Keywords: Nazism; Education; Formation; Youth; Domination.


 

Introdução

A educação – familiar ou institucional – sempre foi considerada de importância vital à formação do indivíduo, especialmente a partir da modernidade. A crença de se iniciar esta educação o mais cedo possível para se obter os melhores resultados não é nenhuma novidade e isso, conforme destaca Arendt (2001) baseia-se na suposta superioridade do adulto e nas relações de poder. A autora diz que

O papel desempenhado pela educação em todas as utopias políticas [...] mostra o quanto parece natural iniciar um novo mundo com aqueles que são por nascimento e por natureza novos. No que toca a política, isso implica obviamente um grave equívoco: ao invés de juntar-se aos seus iguais, assumindo o esforço de persuasão e correndo o risco do fracasso, há uma inversão ditatorial, baseada na absoluta superioridade do adulto, e na tentativa de produzir o novo como em fait accompli, isto é, como se o novo já existisse. Por esse motivo na Europa, a crença de que se deve começar das crianças se se quer produzir novas condições permaneceu sendo principalmente o monopólio dos movimentos revolucionários de feitio tirânico que, ao chegarem ao poder, subtraem as crianças a seus pais e simplesmente as doutrinam. (ARENDT, 2001, p. 225, 226)

As considerações apresentadas por Arendt (2001) são importantes no sentido de despertarem a atenção para os diversos movimentos tirânicos, em especial o nazista, que, para alcançar e se manter no poder, utilizou-se das mais diversificadas e sofisticadas armas de sedução das massas. Dentre essas armas, a modulação da educação – formal e informal –, envolta em promessas de glórias futuras e permeada de ilusões de superioridade do ser, no caso, da raça alemã, se mostrou como uma das mais eficientes na promoção do encantamento infantojuvenil.

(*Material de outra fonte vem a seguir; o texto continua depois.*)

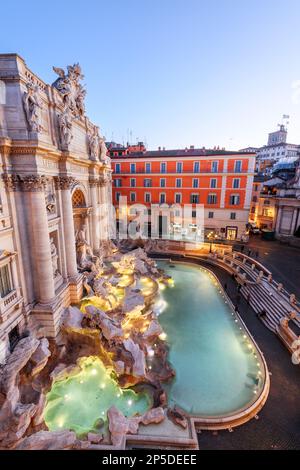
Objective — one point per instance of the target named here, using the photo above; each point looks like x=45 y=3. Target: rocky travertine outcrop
x=177 y=417
x=133 y=302
x=98 y=319
x=29 y=358
x=153 y=416
x=72 y=318
x=47 y=440
x=15 y=363
x=40 y=357
x=139 y=363
x=119 y=426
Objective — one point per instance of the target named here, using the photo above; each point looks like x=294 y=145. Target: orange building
x=218 y=179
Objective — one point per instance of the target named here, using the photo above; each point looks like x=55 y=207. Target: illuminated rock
x=40 y=356
x=94 y=438
x=15 y=363
x=139 y=363
x=99 y=319
x=134 y=301
x=119 y=426
x=72 y=318
x=155 y=415
x=177 y=417
x=153 y=330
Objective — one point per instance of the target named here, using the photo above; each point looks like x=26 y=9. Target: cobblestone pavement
x=282 y=260
x=278 y=426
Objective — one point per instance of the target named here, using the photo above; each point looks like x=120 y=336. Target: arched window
x=78 y=199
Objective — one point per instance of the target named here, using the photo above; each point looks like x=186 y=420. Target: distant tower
x=278 y=137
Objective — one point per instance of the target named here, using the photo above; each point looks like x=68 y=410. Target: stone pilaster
x=64 y=184
x=39 y=233
x=94 y=187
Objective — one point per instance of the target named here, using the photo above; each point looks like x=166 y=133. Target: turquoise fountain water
x=80 y=402
x=218 y=368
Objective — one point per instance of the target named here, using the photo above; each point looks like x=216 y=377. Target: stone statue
x=93 y=141
x=32 y=104
x=65 y=127
x=50 y=203
x=73 y=93
x=103 y=151
x=54 y=257
x=85 y=255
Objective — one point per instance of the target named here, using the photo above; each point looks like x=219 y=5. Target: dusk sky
x=174 y=72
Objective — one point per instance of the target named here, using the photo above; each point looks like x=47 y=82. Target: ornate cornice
x=11 y=182
x=94 y=182
x=32 y=183
x=64 y=182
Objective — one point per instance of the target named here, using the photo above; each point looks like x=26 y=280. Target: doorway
x=231 y=233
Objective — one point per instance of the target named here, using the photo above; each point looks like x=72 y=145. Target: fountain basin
x=220 y=373
x=80 y=402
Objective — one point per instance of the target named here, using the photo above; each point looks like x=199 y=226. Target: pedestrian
x=262 y=314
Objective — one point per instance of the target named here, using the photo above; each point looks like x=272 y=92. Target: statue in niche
x=32 y=104
x=93 y=141
x=54 y=258
x=85 y=253
x=69 y=86
x=103 y=152
x=65 y=127
x=50 y=203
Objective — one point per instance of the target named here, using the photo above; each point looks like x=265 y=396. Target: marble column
x=104 y=210
x=94 y=188
x=278 y=220
x=294 y=221
x=64 y=184
x=34 y=185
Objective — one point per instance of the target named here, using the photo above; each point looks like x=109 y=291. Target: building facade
x=220 y=180
x=55 y=186
x=276 y=149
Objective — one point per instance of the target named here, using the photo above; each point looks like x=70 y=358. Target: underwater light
x=163 y=336
x=60 y=422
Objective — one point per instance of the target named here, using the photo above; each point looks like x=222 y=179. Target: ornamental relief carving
x=94 y=182
x=65 y=182
x=33 y=183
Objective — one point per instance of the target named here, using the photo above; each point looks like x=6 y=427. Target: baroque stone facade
x=56 y=179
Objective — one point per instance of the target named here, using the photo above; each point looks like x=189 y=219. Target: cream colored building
x=56 y=182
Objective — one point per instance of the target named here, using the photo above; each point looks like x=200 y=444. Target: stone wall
x=48 y=150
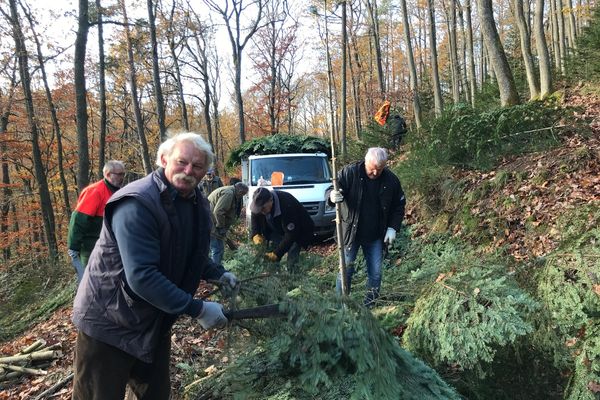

Partindo dessa premissa, pretende-se, a partir da revisão bibliográfica, apresentar um estudo em torno do sistema educacional alemão durante o Terceiro Reich, enfocando seus pressupostos e direcionamentos, com o objetivo de buscar a compreensão sobre o real papel da educação na modelagem dos comportamentos das crianças e jovens que viviam à época na Alemanha nazista.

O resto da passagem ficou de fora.